C’est la technique du cinéma qui est universelle. Le langage est dépendant des cultures, des influences. Quand on fait un film, on s’adresse a priori à un public international et on adapte pour être compréhensible par tous. Mais ce langage va aussi avoir la consonance culturelle de ce qu’on veut exprimer. A un moment, les cinéastes disaient je ne suis pas un cinéaste africain, je suis un cinéaste tout court. Ils voulaient sortir de l’enfermement dans un genre qui définissait ce qu’ils devaient être et les enfermait dans la marginalité. Mais le problème, c’est qu’en disant cela, ils se référaient à une sorte d’essence du cinéma qui n’existe pas. On est toujours issu de quelque part et on est toujours appelé à exprimer ce qu’on a dans les tripes, ce qui ramène à son enfance et sa culture. Et ces derniers temps, on a vu le contraire se passer : les cinéastes ont cherché des formes ancrées dans leurs cultures d’origine. Par exemple, un cinéma qui sera monté sous une forme cyclique, comme dans l’oralité. Balufu Bakupa-Kanyinda parlait d’écriture en tresses en référence à sa culture congolaise. On sera donc attentif aux tentatives de nouvelles écritures cinématographiques à même de renouveler le langage mondial. Quand Picasso regardait les masques africains, il ne les a pas copiés, mais il s’en est inspiré. Godard ne fait pas beaucoup d’entrées en salles car c’est difficile à comprendre, mais mine de rien, il fait avancer le cinéma. Burial of Kojo est un film qui va dans tous les sens, qui même renverse l’image de temps en temps. Le réalisateur est un chanteur de hip hop. Et tout le film est comme une sorte de hip hop. Si on accepte d’essayer de comprendre et de ne pas rejeter d’emblée, on peut y trouver la recherche d’une expression qui soit à la fois culturelle et qui essaie de voir le monde différemment.
Est-ce que c’est quelque chose qu’on peut remarquer chez d’autres réalisateurs africains, par exemple au dernier Fespaco ?

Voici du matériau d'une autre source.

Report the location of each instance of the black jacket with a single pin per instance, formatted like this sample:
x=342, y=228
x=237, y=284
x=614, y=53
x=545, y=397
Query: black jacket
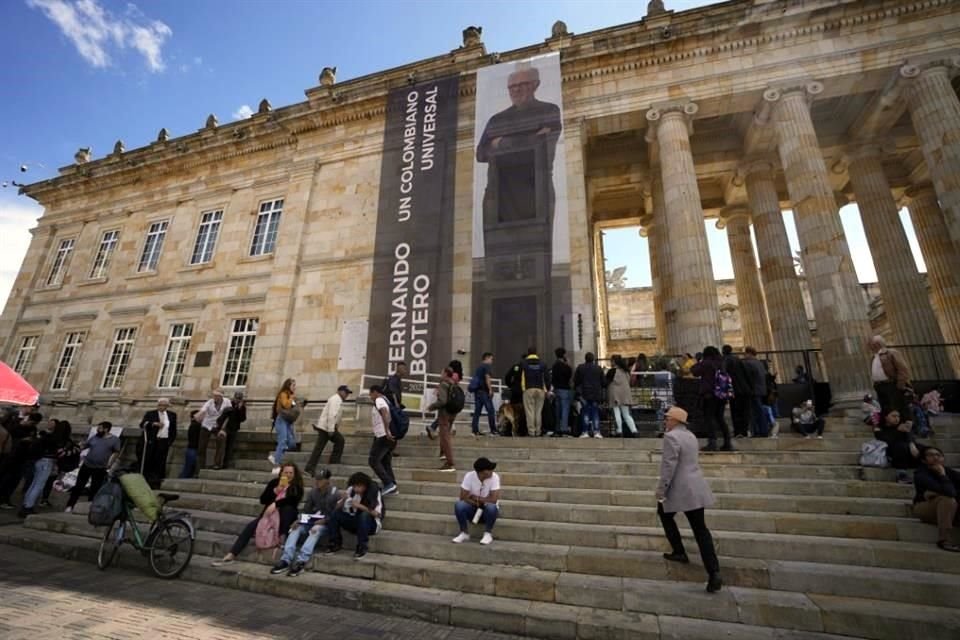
x=154, y=416
x=926, y=480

Au Fespaco, j’ai trouvé que trois films proposaient une esthétique nouvelle : Keteke, aKasha et Hakilikan. Keteke est un film du Ghanéen Peter Sedufia que je trouve superbe, à la fois drôle, émouvant et profond. Il est fait avec trois fois rien, avec les copains. Il a pris par contre deux bons acteurs professionnels, du coup, ça fonctionne. C’est un film très sympa qui dit plein de choses sur la société ghanéenne, les relations entre les hommes et les femmes, le patriarcat, etc. C’est vraiment mon coup de cœur. aKasha est un film sud-soudanais, une rareté. On y voit des jeunes au moment du Kasha, le moment où, après avoir aidé leur famille pour les récoltes, les soldats de l’armée rebelle doivent retourner faire la guerre. Deux d’entre eux vont essayer d’y échapper, jusqu’à se déguiser en femmes… Là aussi, c’est fait sans moyens mais c’est drôle et touchant. Un peu confus parfois mais on apprend plein de choses. Hakilikan, du Burkinabè Issiaka Konaté, essaye de poser la question de la mémoire à partir de l’inondation de la cinémathèque africaine. C’est bourré de bonnes intentions formellement intéressantes mais je trouve que c’est un peu difficile de rentrer dedans. L’humour est absent et les allégories sont trop distanciées. On est toujours captivé par ce qui se passe sur l’écran mais au bout du compte, on a du mal à tirer les ficelles. L’exercice est difficile ! Cela n’empêchait pas d’autres films, plus classiques dans la forme, de proposer d’intéressantes visions des enjeux africains. J’ai publié sur africultures.com un long article sur les vingt longs métrages de la compétition fiction.